Lo que se extraña en Conducción es cierta furia y energía que había en el disco debut pero no nos detendremos en ello (al parecer Cristóbal Briceño, vocalista y compositor las descargó a fines del año pasado en Diez Primeras Canciones, el primer álbum de su más reciente proyecto musical llamado Las Chaquetas Amarillas); en cambio, apreciamos la musicalización de guitarras inquietas y ritmos coquetos que propician el movimiento, la presencia de instrumentos de viento y cuerdas que crean atmósferas orquestadas (Yo no quiero vivir) y, en otros momentos, bucólicas (Una estrella que se mueve), sin dejar de lado el gusto por la exploración juguetona e irónica para acercarse a las melodías del formato de canción radial que parece ser la influencia directa de Briceño y donde mejor se siente la banda.

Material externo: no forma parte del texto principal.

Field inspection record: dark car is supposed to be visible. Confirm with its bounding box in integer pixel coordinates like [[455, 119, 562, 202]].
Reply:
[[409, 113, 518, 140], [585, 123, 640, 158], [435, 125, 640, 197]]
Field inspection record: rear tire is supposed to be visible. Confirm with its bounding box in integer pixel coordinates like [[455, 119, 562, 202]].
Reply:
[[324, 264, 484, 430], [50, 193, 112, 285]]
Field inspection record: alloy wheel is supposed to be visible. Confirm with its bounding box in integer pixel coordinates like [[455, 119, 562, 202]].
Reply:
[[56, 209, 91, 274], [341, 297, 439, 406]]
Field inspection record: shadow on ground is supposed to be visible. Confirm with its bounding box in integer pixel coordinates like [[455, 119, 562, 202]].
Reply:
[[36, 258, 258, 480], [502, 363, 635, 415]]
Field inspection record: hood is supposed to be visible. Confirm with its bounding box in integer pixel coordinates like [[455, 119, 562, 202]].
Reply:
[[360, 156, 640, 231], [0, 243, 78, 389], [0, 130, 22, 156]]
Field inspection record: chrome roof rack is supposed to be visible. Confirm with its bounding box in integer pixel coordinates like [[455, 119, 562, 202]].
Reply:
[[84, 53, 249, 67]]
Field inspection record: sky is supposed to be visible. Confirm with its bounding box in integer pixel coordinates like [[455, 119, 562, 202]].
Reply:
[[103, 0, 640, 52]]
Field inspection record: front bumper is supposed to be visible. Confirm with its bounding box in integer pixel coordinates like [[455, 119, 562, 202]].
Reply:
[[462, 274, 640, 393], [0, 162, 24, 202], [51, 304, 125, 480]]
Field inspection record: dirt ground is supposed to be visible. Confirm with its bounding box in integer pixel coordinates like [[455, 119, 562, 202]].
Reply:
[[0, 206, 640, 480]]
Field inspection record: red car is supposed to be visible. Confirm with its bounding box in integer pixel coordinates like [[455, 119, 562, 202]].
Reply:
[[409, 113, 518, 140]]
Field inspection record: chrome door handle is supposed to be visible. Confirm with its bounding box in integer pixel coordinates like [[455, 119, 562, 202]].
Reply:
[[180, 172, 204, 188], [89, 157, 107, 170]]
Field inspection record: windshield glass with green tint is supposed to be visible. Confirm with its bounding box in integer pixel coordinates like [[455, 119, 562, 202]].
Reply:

Como ya se ha dicho anteriormente en minúscula, Briceño es especialista para el escape, la huida constante, el movimiento, difícil de aprehender y, además, parece impregnar parte de su mundo propio en cada proyecto que emprende y lo demuestra desde el primer corte del disco. Mantén la conducción bien podría pertenecer a lo que hasta el momento ha editado con Los Mil Jinetes, otro acto musical que comparte a dúo con Andrés Zanetta. Acá con un marcado protagonismo de la flauta traversa que evoca un paisaje natural montañoso, los demás sonidos se van sumando para marcar un ritmo que dibuja la sensación de una partida, de un viaje. Es una gran canción y es la introducción a la temática que se respira en todos los temas: la celebración de la búsqueda de una libertad que otorgue un significado propio a la vida, con la conciencia de conducir por un camino que no está exento de riesgos (La gran curva), confusión (Niña, por favor) o rabia (Tora Bora).

“Quiero ver al sol. Mantén la conducción. Ver sangre correr. Maneja que después habrá tiempo para hablar de la confrontación, antes vamos a sondear la gruta personal. El camino se tiñó de oro y me perdí. Me costaba definir la fuente de la luz. ¿Es albor o atardecer?”. (Mantén la conducción).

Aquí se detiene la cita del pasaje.